In simple we over program. There are many Christians that are so busy doing good things that their faith is extremely shallow. In zealousness we forget that life is more than just activity. Some churches program their way out of the missions context God placed them in. We are the analogy of a chick-flic where the girl gets the guy and then…role the credits. (Ever wonder what happens next?)
Willow Creek discovered this. They were doing many incredible things, but they were not making disciples as they should. The leadership realized they needed a radical re-working of how they do things to focus on producing disciples. The book Simple Church deals with the same issue among many (most?) churches.
Community.
We need commonality for community to exist. The phrase “online community” is used all the time. Let us be honest with each other: we lost what community really means. Social media strikes a chord because as humans we really do crave community. Community is diverse. I disagree with the sentiment that states people are into social media because they want fame. Honestly, that is too complex. People want identity.
If churches traded simplicity for programs, it traded community for commercialism & commodity. The danger of being over programmed is we start treating issues and people as a commodity, as customers and not as they are: People in the image of God. God is infinite, which means if the church is to glorify God (show or demonstrate accurately who He is) it takes diversity. Relationships are organic not synthetic. Ministry is farm work, not lab work; a muddy or dusty field not an assembly line.
Authentic.
We know we have opinions and we know we are not perfect. I find it hilarious how academic writing requires 3rd person (as if that magically more objective) or how we can make things a production instead of just being together and worshiping. A business workshop aptly stated: If you say you’re authentic, you better be, because everyone says it. I often heard from people that: if you have to state something, you’re likely not. If something is true, it will show itself true. Here is the key question: Why do we feel we need to say we are authentic?

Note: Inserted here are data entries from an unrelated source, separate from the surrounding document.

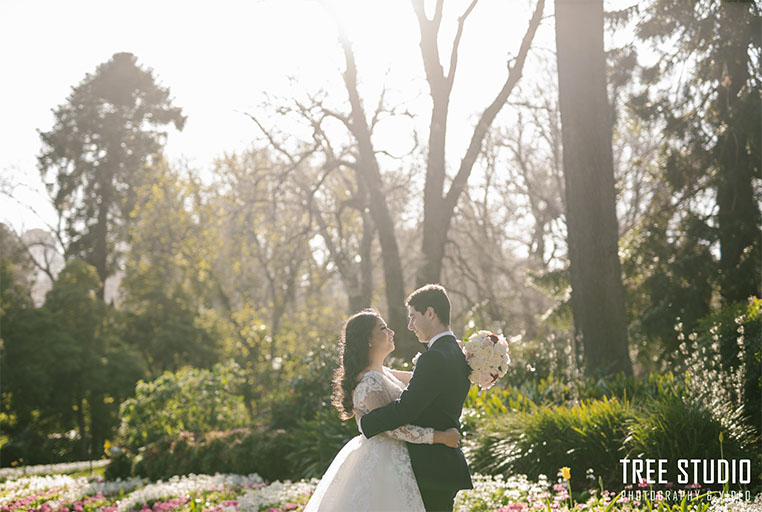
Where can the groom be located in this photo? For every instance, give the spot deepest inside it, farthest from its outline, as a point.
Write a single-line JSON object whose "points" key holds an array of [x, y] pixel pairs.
{"points": [[433, 398]]}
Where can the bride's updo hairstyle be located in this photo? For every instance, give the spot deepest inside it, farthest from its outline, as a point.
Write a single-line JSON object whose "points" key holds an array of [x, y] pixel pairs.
{"points": [[354, 348]]}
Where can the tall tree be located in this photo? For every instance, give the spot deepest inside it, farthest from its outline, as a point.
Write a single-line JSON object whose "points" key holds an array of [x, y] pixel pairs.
{"points": [[370, 171], [706, 89], [439, 205], [597, 291], [105, 138]]}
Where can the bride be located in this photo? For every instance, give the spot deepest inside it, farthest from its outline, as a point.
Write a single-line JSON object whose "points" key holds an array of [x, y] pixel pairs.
{"points": [[372, 474]]}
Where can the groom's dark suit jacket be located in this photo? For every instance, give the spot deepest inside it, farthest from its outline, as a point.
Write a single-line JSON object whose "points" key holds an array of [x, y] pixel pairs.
{"points": [[434, 398]]}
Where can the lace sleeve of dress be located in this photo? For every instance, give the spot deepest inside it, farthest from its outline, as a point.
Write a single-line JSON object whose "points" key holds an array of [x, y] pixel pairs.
{"points": [[372, 393]]}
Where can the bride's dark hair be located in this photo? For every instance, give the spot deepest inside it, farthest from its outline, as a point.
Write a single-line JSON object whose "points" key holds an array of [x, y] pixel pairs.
{"points": [[353, 358]]}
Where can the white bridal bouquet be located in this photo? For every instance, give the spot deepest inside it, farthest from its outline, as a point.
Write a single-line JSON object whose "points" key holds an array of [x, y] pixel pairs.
{"points": [[487, 355]]}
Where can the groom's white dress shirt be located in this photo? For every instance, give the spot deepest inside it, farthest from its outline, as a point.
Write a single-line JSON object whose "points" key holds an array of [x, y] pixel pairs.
{"points": [[435, 338]]}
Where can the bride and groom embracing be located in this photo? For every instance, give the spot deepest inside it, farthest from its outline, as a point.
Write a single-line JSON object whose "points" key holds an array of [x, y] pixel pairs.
{"points": [[407, 458]]}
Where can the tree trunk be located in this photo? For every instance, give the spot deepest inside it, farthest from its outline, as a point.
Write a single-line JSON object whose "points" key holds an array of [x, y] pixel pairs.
{"points": [[738, 216], [597, 291]]}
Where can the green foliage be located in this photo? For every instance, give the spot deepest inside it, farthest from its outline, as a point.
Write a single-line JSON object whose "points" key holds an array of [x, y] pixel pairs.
{"points": [[165, 281], [674, 428], [194, 400], [241, 451], [314, 443], [590, 434], [307, 393], [105, 140], [722, 361], [64, 372]]}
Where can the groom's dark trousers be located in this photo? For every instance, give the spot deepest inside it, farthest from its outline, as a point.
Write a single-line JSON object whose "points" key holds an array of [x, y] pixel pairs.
{"points": [[434, 398]]}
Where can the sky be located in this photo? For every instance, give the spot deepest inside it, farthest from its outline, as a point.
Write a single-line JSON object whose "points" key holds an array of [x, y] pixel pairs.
{"points": [[221, 60]]}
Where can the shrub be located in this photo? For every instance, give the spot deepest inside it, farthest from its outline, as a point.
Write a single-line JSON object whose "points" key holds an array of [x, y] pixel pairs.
{"points": [[314, 443], [675, 428]]}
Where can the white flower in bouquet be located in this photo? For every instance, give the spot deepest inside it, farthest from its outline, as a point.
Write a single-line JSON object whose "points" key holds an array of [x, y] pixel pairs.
{"points": [[487, 355]]}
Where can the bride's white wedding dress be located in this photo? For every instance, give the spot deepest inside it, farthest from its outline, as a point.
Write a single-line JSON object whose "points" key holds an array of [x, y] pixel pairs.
{"points": [[373, 474]]}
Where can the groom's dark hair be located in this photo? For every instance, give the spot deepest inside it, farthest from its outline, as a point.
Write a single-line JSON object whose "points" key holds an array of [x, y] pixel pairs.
{"points": [[431, 296]]}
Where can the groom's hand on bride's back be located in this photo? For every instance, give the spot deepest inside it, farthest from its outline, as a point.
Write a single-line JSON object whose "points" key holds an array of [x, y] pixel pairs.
{"points": [[449, 437]]}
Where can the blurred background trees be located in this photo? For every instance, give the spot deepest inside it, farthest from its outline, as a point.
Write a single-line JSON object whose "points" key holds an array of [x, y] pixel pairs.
{"points": [[229, 284]]}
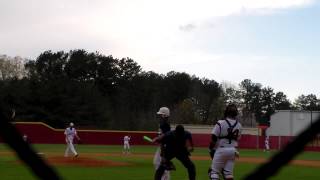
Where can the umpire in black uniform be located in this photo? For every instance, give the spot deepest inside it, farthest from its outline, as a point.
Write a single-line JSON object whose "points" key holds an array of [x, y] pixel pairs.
{"points": [[176, 144]]}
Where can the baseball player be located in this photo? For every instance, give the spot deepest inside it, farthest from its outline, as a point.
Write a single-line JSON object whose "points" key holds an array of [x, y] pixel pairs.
{"points": [[224, 140], [266, 143], [70, 133], [164, 126], [177, 144], [126, 144]]}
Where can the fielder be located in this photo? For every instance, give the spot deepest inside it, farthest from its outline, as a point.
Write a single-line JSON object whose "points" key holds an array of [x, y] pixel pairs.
{"points": [[266, 144], [177, 144], [126, 144], [224, 140], [70, 133], [164, 126]]}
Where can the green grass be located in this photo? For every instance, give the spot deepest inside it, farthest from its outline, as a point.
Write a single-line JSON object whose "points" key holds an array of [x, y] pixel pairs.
{"points": [[142, 168]]}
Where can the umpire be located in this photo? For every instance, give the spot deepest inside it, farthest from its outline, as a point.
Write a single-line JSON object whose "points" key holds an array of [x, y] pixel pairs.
{"points": [[177, 144]]}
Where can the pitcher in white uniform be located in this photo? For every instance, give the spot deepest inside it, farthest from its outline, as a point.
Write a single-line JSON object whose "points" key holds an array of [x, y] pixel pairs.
{"points": [[224, 141], [126, 144], [70, 133]]}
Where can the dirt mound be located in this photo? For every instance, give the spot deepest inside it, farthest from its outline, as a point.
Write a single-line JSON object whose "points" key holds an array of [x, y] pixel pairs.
{"points": [[83, 162]]}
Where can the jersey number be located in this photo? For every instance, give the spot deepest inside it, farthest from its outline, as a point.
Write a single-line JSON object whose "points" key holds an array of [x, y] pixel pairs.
{"points": [[232, 135]]}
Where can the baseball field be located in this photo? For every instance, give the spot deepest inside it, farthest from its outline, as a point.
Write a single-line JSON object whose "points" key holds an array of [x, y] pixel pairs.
{"points": [[108, 162]]}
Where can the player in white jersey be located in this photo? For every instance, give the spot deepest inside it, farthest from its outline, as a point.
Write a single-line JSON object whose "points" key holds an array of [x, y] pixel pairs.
{"points": [[225, 136], [70, 133], [126, 144], [164, 125], [266, 143]]}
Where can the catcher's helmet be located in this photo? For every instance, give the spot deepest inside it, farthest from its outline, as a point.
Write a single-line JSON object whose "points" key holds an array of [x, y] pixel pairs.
{"points": [[231, 111], [164, 111]]}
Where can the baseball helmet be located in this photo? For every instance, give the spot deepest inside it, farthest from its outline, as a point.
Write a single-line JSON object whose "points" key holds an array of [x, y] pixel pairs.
{"points": [[231, 111], [164, 111]]}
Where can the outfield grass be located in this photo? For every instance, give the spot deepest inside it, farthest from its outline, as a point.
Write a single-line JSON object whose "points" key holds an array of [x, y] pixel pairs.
{"points": [[142, 168]]}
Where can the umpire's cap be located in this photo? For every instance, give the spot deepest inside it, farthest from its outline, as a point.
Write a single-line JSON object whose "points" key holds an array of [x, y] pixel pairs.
{"points": [[179, 130]]}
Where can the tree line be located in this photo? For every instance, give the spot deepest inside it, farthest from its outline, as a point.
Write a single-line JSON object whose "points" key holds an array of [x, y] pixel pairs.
{"points": [[99, 91]]}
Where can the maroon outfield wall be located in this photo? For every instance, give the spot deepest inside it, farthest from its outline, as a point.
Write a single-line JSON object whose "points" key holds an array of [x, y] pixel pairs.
{"points": [[41, 133]]}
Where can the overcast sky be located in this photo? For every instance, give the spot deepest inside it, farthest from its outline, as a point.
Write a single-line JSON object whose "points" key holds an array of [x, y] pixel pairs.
{"points": [[272, 42]]}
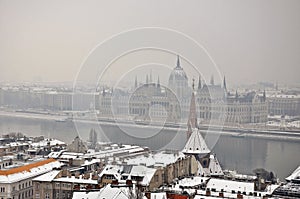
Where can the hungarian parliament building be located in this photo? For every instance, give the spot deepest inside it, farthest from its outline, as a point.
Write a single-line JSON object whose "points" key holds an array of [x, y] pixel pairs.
{"points": [[153, 102]]}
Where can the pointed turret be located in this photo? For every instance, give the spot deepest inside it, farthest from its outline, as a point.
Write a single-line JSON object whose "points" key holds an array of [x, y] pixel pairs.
{"points": [[212, 81], [224, 84], [236, 95], [192, 121], [151, 76], [178, 62], [199, 83], [147, 79], [103, 92], [135, 83]]}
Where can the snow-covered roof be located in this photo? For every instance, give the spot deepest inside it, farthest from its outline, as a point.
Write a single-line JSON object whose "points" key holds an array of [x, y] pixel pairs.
{"points": [[51, 142], [158, 196], [74, 180], [28, 171], [106, 192], [162, 158], [196, 144], [47, 177], [229, 185], [294, 175], [129, 170]]}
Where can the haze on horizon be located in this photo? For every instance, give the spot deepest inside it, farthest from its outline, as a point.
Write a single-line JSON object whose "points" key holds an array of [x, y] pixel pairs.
{"points": [[250, 41]]}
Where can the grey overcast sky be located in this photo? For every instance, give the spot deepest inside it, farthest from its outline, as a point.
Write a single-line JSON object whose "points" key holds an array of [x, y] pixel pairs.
{"points": [[252, 40]]}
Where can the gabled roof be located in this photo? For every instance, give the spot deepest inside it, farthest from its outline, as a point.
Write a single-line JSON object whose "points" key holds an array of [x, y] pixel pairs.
{"points": [[196, 144]]}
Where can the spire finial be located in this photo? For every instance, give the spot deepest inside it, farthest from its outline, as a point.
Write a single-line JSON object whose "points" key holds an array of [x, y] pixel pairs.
{"points": [[178, 62], [135, 83], [199, 83], [212, 81], [224, 83], [193, 85], [147, 79]]}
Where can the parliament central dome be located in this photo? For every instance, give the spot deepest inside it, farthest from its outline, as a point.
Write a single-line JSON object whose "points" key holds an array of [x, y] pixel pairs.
{"points": [[178, 81]]}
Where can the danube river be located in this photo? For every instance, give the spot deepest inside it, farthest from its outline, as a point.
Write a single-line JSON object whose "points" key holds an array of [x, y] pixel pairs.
{"points": [[243, 154]]}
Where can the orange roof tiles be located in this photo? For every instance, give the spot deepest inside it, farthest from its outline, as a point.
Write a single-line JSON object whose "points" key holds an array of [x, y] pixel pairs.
{"points": [[26, 167]]}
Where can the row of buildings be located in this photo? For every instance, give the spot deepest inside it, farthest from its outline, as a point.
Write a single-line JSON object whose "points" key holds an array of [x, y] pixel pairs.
{"points": [[105, 170], [153, 100]]}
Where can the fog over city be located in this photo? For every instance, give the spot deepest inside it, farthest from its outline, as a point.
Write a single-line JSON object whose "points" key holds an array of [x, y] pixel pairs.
{"points": [[250, 41]]}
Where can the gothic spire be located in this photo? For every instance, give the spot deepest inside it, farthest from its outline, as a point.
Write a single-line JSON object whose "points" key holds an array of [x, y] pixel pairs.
{"points": [[224, 83], [178, 62], [212, 81], [135, 82], [192, 121], [199, 83], [147, 79], [150, 76]]}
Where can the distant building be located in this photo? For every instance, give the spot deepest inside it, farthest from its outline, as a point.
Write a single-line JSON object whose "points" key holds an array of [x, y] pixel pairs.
{"points": [[60, 184], [216, 103], [17, 182], [77, 146], [284, 104]]}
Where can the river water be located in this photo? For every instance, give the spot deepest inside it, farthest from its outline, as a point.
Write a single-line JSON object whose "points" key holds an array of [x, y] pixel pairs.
{"points": [[243, 154]]}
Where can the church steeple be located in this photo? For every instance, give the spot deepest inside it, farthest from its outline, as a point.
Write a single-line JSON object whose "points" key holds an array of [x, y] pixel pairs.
{"points": [[224, 83], [192, 121], [212, 81], [147, 79], [135, 82], [151, 76], [178, 62], [199, 83]]}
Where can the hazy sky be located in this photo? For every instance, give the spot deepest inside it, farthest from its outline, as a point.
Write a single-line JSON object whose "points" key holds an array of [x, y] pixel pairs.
{"points": [[249, 40]]}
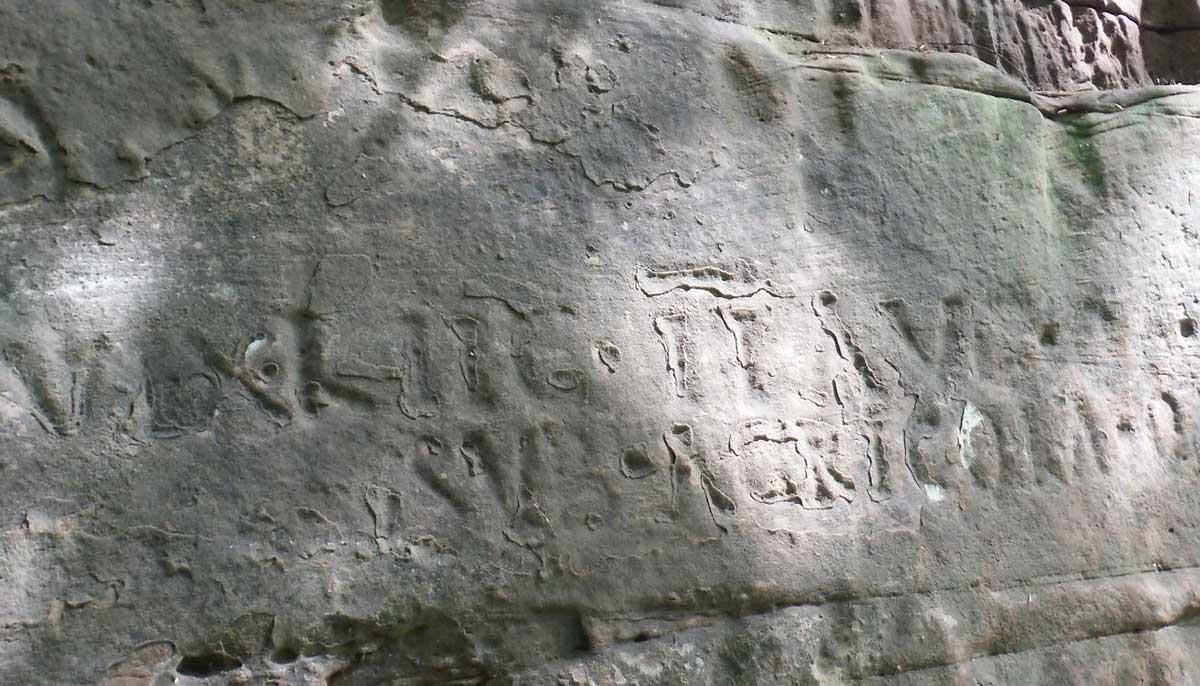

My English prof described a hard conversation with her parents. She wanted to know if her parents were saved. Her mom was upset. “Couldn’t you tell by how I lived?” There are eras where how we lived that was the true judge, not what we said. “We need both,” Mrs. Williams stated. “I feel as though we lost the art of our living communicating what we believe.”
The Bottom Line:
Simple. Community. Authentic. Maybe we should take off the mask and call them for what they are: three areas where we need to repent. I hope we pursue them less as fad and more as a call to get back to what God wants us to be. I can’t help but notice what is core to each of these three things: People. Love God…Love People…Simple. Community. Authentic.